Así como el congresista David Rivera (R-FL) se pasó de rosca con su indignación porque la administración Obama «podría estar negociando con un régimen terrorista» para excarcelar a Alan Gross, la izquierda plattista es igual de hipócrita al transfigurar a Gross de rehén del castrismo en «víctima de cinco décadas de conflicto». Para empezar Gross fue detenido en La Habana a la sexta vez de salir de Cuba, luego de venir haciendo —desde la primera vez que entró a la Isla— lo mismo por lo cual fue encarcelado. Aquí hay indicio racional de que la detención, enjuiciamiento y condena no trajeron su causa de lo que Gross hacía, sino más bien de lo que el castrismo podía hacer con Gross preso. Y la demanda de su esposa contra la Casa Blanca por haberlo embarcado dista mucho de ser «una interpelación contra los programas mal diseñados de USAID en Cuba». Para empezar Gross viajó a Cuba con buenísima paga y bien informado sobre los riegos que corría. No en balde su seguro millonario cubría hasta la detención. Por lo demás, Gross está bastante crecidito para saber que iba a promover enlaces por Internet a un país donde se prohíbe hasta vender mimeógrafos.

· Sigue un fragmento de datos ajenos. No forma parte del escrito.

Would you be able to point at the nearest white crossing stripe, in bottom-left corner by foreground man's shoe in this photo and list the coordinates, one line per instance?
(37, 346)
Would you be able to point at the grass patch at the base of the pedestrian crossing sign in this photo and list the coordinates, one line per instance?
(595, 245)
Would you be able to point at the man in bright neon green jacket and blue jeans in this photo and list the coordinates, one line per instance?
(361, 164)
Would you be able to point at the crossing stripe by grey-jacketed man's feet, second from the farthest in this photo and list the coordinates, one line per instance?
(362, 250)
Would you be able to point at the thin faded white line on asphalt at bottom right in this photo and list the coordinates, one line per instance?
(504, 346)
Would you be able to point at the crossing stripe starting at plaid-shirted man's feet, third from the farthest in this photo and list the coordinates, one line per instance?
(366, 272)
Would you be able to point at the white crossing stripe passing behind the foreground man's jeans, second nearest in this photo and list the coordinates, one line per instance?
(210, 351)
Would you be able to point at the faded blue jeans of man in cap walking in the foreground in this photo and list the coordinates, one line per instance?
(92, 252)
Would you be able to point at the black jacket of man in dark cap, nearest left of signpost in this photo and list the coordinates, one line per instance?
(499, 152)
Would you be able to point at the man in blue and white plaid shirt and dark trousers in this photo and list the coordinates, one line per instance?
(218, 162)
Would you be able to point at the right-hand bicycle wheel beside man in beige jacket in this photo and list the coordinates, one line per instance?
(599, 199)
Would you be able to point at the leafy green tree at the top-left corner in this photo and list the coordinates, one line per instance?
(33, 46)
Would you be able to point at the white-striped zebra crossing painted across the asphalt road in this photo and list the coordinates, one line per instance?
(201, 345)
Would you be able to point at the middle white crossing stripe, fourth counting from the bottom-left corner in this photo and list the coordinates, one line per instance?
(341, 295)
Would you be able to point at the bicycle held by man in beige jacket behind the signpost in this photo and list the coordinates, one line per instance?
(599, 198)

La jugada de la izquierda plattista estriba en torcer la irresponsabilidad personal de Gross en irresponsabilidad institucional de la USAID, para así arrimar el ascua a su sardina: los fondos millonarios de la USAID deberían transferirse «hacia iniciativas menos provocadoras e intrusitas [como] becas universitarias o programas orientados al desarrollo económico y la ayuda humanitaria». EE. UU. no tiene obligación alguna de dar fondos para nada en Cuba. El fracaso de todos y cada uno de los programas de conexión cubana es razón suficiente para dejar  el destino de Cuba —tal y como se predica— en manos de los cubanos dentro de la Isla. Y haberse marchado de ella para abogar a distancia por el régimen que se dejó atrás es tan irracional como enrolarse en programas de la USAID para Cuba.